Hydrops had developed. If we didn't do something -- and fast -- our daughter would be dead. It was just a matter of time.
It was noon on a Tuesday, Oct. 23, 2001.
The Diagnosis and Decision to Operate
On Sept. 5, 2001, at 19 weeks gestational age, my wife Lynn and I, my mother-in-law and my mother came to Overlake Hospital in Bellevue, Wash., for an ultrasound hoping to learn the sex of our first child, but really hoping to find out it was healthy. Happily, we found out we had a little girl on the way.
Unfortunately, we also discovered our baby girl had Congenital Cystic Adenomatoid Malformation (CCAM), of the lung. In lay terms: Instead of a healthy upper left lobe of our baby's lung, Nature had malfunctioned and created a cystic mass instead.

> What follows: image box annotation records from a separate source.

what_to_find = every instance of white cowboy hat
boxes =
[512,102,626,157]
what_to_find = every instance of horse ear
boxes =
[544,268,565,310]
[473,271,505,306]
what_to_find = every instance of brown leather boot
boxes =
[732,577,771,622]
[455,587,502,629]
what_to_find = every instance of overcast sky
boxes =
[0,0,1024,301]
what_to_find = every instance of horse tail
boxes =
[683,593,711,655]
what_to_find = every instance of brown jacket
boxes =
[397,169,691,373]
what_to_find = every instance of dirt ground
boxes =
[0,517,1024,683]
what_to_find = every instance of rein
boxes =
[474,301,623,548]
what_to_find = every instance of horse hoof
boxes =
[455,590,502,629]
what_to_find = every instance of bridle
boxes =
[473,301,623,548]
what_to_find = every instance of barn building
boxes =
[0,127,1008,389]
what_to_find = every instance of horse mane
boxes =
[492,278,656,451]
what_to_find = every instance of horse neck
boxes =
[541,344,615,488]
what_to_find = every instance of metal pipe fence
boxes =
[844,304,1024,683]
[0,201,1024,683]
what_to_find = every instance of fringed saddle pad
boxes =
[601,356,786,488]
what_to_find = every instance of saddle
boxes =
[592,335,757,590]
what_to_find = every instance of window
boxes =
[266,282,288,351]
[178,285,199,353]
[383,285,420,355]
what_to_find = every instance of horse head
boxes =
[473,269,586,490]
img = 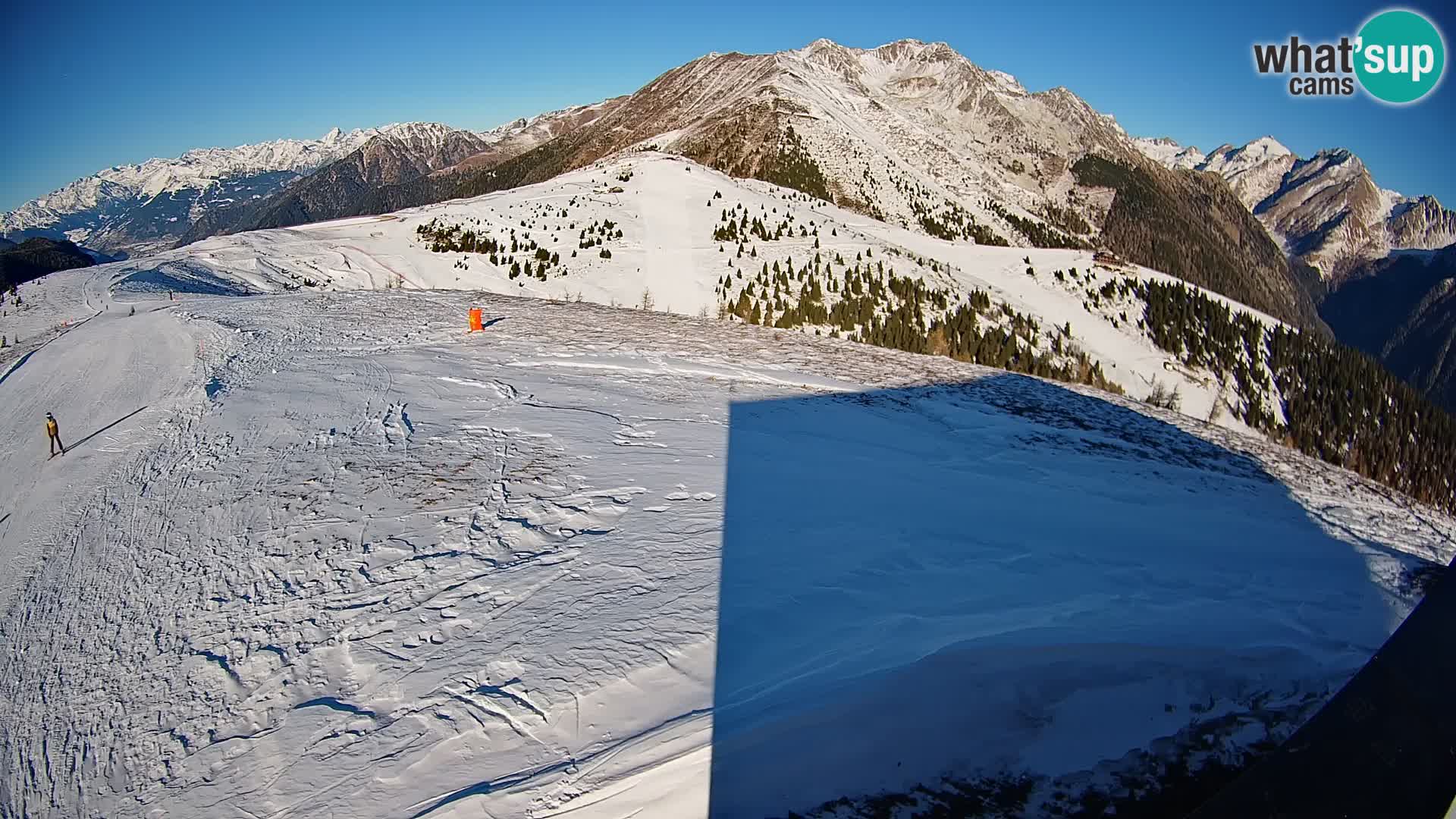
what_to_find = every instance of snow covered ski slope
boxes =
[0,262,1456,819]
[77,152,1279,428]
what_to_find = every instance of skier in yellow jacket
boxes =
[46,413,65,457]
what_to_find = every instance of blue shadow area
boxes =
[711,375,1398,817]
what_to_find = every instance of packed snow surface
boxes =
[0,256,1453,819]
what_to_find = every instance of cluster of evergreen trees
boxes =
[987,201,1087,251]
[576,218,622,249]
[709,202,818,243]
[415,212,567,281]
[755,125,834,202]
[910,196,1010,248]
[717,234,1122,392]
[1138,281,1456,512]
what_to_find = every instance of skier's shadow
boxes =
[709,375,1415,817]
[65,406,146,452]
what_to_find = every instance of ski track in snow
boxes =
[0,268,1456,819]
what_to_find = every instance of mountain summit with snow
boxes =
[1134,137,1456,274]
[0,122,518,253]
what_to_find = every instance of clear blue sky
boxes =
[0,0,1456,209]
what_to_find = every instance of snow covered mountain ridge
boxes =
[0,122,517,252]
[1133,137,1456,274]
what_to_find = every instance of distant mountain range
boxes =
[1134,137,1456,275]
[8,39,1456,405]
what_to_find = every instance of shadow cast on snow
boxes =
[711,375,1415,817]
[65,406,146,452]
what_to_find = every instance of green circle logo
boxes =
[1356,9,1446,105]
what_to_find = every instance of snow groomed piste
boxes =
[0,158,1456,819]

The doctor told us, encouragingly, that many CCAMs go away or can be removed post-partum, and only approximately 10 percent become life-threatening in-utero. Even if the mass threatened our baby, she said there was a team of doctors in San Francisco that could remove the cyst while our girl was still in the womb.
At that point, the focus of our care changed from seeing my wife's OB, to seeing a perinatologist on a weekly basis for ultrasounds to track the cyst's progress. At the same time, we looked on the Internet for information regarding CCAM. Every day, it seemed, Lynn would call me up on the brink of tears saying she saw something else and "it didn't look good." We were most worried if our baby, whom we had named Rae, was feeling any distress.
Per the advice of our perinatologist, I contacted Jody Farrell at UCSF at 21 weeks gestation. Jody sent us information from UCSF's website about CCAM and what we could expect.
We followed the cysts' progress via ultrasound week in and week out at first. The mass grew a little here and there but the potential for regression -- or it simply going away -- was still great. The literature Jody had sent me said that if anything serious was going to happen, it would happen before 28 weeks gestation.
Things began to look so good we changed to bi-weekly ultrasound visits. But things aren't always as they seem.
Finally after eight weeks of worry, at noon on Oct. 23, 2001, at 27 weeks gestational age, just 10 days after our last encouraging ultrasound visit, our perinatologist found hydrops in our baby, including edema of the scalp and ascites of the abdomen. The mass had become so large that it was crushing her heart and lungs and preventing them from doing their jobs. If we didn't do anything, our baby would most certainly die.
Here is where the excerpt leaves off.